Department of Clinical Pharmacy, Faculty of Pharmacy, Jordan University of Science and Technology, Irbid, Jordan.
J Mol Neurosci. 2013 Jan;49(1):11-20. doi: 10.1007/s12031-012-9836-z. Epub 2012 Jun 16.
Caffeine has been reported to enhance cognition in animal and humans. Additionally, caffeine alleviates cognitive impairment associated with a number of disorders including Alzheimer's disease. The lipophilic nature of caffeine allows for rapid absorption into the bloodstream where it freely crosses the blood-brain barrier. Caffeine promotes dendritic spine growth in cultured hippocampal neurons, which suggests a neuroprotective effect. We examined the effect of chronic caffeine treatment on stress-induced suppression of long-term potentiation (LTP) and impairment of molecules of its signaling cascade. Rats were subjected to daily stress using the psychosocial stress paradigm (intruder model), in vivo recordings from area CA1 of the hippocampus of adult rat, and immunoblot analysis of essential signaling molecules. Caffeine prevented stress-induced LTP impairment. Western blot analysis showed reduction of the basal levels of the phosphorylated calcium calmodulin kinase II (P-CAMKII), total CaMKII, and brain-derived neurotrophic factor (BDNF) in area CA1 of stressed rats. These reductions were prevented by chronic caffeine treatment (0.33 mg/L in drinking water). In addition, caffeine prevented the upregulation of calcineurin levels in stressed rats. High-frequency stimulation (HFS) normally increased P-CaMKII, total CaMKII, and calcineurin levels in control as well as in caffeine-treated stressed rats. However, in stressed rats, the same HFS induced increases in the levels of total CaMKII and calcineurin, but not those of P-CaMKII. The levels of signaling molecules may not reflect activities of these molecules. It appears that the neuroprotective effect of caffeine involves preservation of the levels of essential kinases and phosphatases in stressed rats. This may include preservation of basal levels of BDNF by chronic caffeine treatment in stressed animals. These findings highlight the critical role of P-CaMKII and BDNF in caffeine-induced prevention of stress-induced LTP impairment.

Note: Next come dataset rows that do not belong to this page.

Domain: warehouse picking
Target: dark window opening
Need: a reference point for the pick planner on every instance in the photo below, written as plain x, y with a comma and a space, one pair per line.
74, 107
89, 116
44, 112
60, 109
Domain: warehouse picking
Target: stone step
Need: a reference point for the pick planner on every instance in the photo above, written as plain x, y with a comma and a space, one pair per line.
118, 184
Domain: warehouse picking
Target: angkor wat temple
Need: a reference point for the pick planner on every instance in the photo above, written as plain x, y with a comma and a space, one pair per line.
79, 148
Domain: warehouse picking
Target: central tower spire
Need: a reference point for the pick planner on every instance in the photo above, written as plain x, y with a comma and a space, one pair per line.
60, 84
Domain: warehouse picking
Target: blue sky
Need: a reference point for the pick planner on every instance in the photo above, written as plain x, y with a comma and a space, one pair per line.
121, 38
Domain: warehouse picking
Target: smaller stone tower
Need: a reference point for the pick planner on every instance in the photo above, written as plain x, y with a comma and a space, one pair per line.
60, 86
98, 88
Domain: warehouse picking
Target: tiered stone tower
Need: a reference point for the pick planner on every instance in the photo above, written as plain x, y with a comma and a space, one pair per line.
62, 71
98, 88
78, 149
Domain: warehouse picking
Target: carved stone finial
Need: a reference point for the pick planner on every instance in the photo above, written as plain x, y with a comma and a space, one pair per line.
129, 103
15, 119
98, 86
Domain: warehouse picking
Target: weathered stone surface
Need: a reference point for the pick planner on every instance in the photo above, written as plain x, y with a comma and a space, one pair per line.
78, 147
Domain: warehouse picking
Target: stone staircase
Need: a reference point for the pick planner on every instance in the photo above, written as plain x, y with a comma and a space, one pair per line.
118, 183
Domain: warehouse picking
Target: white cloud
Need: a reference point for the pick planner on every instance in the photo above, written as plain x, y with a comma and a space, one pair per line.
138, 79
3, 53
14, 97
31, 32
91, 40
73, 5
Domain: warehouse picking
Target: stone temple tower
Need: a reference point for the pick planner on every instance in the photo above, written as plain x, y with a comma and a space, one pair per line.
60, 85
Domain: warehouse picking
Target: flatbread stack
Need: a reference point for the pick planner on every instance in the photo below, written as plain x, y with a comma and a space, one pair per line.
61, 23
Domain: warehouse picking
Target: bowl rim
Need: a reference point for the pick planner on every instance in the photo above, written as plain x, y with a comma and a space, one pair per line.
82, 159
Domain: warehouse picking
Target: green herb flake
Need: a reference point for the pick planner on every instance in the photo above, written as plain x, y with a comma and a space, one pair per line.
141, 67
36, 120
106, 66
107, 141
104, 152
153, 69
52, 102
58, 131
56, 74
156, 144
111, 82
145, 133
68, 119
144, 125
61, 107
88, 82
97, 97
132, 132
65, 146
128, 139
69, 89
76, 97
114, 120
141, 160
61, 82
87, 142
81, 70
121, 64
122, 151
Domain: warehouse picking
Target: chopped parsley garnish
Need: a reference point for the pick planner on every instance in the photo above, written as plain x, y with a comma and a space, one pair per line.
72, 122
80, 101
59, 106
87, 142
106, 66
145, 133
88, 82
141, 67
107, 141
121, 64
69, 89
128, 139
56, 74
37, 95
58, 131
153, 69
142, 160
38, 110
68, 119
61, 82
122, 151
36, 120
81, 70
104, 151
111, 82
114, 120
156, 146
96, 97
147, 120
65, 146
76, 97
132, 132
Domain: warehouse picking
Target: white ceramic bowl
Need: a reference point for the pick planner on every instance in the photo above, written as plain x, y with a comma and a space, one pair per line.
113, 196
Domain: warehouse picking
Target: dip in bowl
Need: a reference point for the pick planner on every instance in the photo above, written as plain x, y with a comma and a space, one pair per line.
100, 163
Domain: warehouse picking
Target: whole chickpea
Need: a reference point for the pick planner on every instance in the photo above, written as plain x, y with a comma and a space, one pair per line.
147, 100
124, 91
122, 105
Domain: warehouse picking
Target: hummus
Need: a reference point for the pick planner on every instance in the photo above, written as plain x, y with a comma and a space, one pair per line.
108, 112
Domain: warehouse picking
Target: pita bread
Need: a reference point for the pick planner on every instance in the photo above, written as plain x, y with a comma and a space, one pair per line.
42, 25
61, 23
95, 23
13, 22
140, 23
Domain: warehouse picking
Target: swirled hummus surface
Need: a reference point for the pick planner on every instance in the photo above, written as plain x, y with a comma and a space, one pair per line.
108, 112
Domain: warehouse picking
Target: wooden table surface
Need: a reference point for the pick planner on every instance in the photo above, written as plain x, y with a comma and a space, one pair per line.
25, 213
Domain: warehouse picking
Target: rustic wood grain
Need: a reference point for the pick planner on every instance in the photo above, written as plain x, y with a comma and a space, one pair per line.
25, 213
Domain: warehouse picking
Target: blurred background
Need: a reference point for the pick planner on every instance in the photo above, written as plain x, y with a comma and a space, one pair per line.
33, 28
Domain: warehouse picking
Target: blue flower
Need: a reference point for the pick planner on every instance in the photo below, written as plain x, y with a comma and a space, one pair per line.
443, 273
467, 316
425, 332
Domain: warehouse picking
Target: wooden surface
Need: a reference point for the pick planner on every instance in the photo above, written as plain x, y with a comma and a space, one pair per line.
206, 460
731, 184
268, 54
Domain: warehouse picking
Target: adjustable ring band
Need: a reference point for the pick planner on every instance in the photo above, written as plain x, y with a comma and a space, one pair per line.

咖啡因已被报道能增强动物和人类的认知能力。此外,咖啡因能减轻包括阿尔茨海默病在内的多种疾病相关的认知障碍。咖啡因的亲脂性使其能迅速被吸收到血液中,并能自由穿过血脑屏障。咖啡因能促进培养的海马神经元中的树突棘生长,这表明它具有神经保护作用。我们研究了慢性咖啡因处理对应激诱导的长时程增强(LTP)抑制和其信号级联分子损伤的影响。大鼠采用心理社会应激范式(入侵者模型)进行每日应激,在体记录成年大鼠海马 CA1 区的电活动,并对关键信号分子进行免疫印迹分析。咖啡因可预防应激诱导的 LTP 损伤。Western blot 分析显示,应激大鼠海马 CA1 区磷酸化钙调蛋白激酶 II(P-CaMKII)、总 CaMKII 和脑源性神经营养因子(BDNF)的基础水平降低。这种降低可被慢性咖啡因处理(饮用水中 0.33mg/L)所预防。此外,咖啡因可预防应激大鼠中钙调神经磷酸酶水平的上调。高频刺激(HFS)通常会增加对照组和咖啡因处理应激大鼠中 P-CaMKII、总 CaMKII 和钙调神经磷酸酶的水平。然而,在应激大鼠中,相同的 HFS 诱导总 CaMKII 和钙调神经磷酸酶水平升高,但 P-CaMKII 水平没有升高。信号分子的水平可能不能反映这些分子的活性。看来,咖啡因的神经保护作用涉及到应激大鼠中关键激酶和磷酸酶水平的维持。这可能包括慢性咖啡因处理在应激动物中对 BDNF 的基础水平的维持。这些发现强调了 P-CaMKII 和 BDNF 在咖啡因诱导的预防应激诱导的 LTP 损伤中的关键作用。